Japan erstreckt sich vom nördlichen Hokkaido mit seinen mitteleuropäisch mit kühlen Wintern 3000 Kilometer nach Süden bis ins subtropische Okinawa. Ursprünglich wurde Sake nur im Winter gebraut. Die Temperatursteuerung erlaubt das heute ganzjährig. Hersteller mit Ambitionen brauen ihre eher kleinen Fraktionen oft dennoch lieber im Winter und manche nehmen auch Traditionen wieder auf.
Beim Sake werden keine Jahrgänge unterschieden. Generell reift Sake auch nicht besonders gut. Eine Ausnahme ist der gelbliche Koshu, der mit seinen Honignoten viele Jahre altern kann. Auch Taruzake, der in Fässern aus der japanischen Zypressenart Cryptomeria lagert, wird oft nach Jahren zu festlichen Anlässen geöffnet. Fukurozuri bedeutet in kleinen Leinenbeuteln abgetropft, ähnlich der Taille in der Champagne, und zählt zu den hochwertigsten Produkten. „Guter Sake“, so Ueno-Müller, “macht Menschen glücklich“. Und viele mögen es prickelnd.
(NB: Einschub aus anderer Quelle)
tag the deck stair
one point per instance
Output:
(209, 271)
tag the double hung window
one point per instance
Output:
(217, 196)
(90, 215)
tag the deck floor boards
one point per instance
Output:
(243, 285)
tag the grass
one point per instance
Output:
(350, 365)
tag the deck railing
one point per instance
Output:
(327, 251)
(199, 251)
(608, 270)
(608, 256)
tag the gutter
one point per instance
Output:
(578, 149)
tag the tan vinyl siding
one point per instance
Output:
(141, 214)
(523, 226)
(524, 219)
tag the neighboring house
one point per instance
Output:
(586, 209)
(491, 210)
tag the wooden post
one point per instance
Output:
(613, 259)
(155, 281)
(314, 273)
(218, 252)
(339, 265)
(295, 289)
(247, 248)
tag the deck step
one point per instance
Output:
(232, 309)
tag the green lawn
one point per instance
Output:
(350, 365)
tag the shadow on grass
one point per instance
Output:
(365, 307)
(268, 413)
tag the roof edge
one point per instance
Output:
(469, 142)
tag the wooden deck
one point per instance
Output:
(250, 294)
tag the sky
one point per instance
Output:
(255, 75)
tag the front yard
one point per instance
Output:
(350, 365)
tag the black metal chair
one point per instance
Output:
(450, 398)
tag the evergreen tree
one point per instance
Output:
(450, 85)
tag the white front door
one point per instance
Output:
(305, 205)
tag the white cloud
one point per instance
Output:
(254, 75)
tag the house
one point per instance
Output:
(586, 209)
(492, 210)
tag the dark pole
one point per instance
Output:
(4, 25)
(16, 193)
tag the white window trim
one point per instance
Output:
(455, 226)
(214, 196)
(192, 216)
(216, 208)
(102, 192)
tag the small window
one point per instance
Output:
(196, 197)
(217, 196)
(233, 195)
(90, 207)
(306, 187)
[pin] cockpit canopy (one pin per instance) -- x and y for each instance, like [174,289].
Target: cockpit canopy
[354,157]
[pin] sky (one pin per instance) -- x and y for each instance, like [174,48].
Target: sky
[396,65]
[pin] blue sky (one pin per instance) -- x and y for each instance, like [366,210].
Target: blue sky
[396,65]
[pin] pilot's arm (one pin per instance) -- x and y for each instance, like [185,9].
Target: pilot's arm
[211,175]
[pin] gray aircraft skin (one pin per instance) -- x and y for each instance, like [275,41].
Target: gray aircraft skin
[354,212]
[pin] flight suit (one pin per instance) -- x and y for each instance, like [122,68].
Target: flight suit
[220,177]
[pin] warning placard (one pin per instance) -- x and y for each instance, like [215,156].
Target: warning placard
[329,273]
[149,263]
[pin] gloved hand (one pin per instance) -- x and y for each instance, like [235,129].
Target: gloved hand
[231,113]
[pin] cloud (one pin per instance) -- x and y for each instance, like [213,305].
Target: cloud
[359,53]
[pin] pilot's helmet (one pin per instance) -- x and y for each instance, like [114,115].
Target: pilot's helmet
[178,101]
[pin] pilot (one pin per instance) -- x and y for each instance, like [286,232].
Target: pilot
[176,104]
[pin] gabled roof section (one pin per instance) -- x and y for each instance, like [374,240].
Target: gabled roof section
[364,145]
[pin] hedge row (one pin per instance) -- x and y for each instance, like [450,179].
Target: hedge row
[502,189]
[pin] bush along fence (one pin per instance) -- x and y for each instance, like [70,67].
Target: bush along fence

„Sparkling ist der Stil mit dem größten Zuwachs“, ergänzt Ehemann Jörg Müller. Die Geschmackskomponenten blumig-fruchtig, leicht, süßlich erinnern nicht von Ungefähr an Prosecco. Die Schaumweine treffen einen breiten Massengeschmack. Ohne Richtlinien zur Herstellung ist die Qualität allerdings unterschiedlich. „Von CO2-Einschießen bis Flaschengärung ist alles möglich“, so Pusch, der lange in London arbeitete, „wo die Zeichen auch auf leicht und fruchtig stehen – und hochwertig“. In der britischen Hauptstadt mit ihrer großen japanischen Gemeinde ist Küche mit japanischem Einfluss bestens etabliert.
Praktisch jede Zeitung und jedes Magazin der Stadt hat ihr Ranking der „best sake places in town“. Einen unbestrittenen Platz auf der Liste hat die Kette Shoryu. Der Renner ist dort derzeit Nigory Cloudy Sake, dem japanische Wissenschaftler einen Cholesterin senkenden Effekt bescheinigen. Besucher der vielen Sake-Bars suchen einfach den exotischsten Namen aus der Cocktailkarte.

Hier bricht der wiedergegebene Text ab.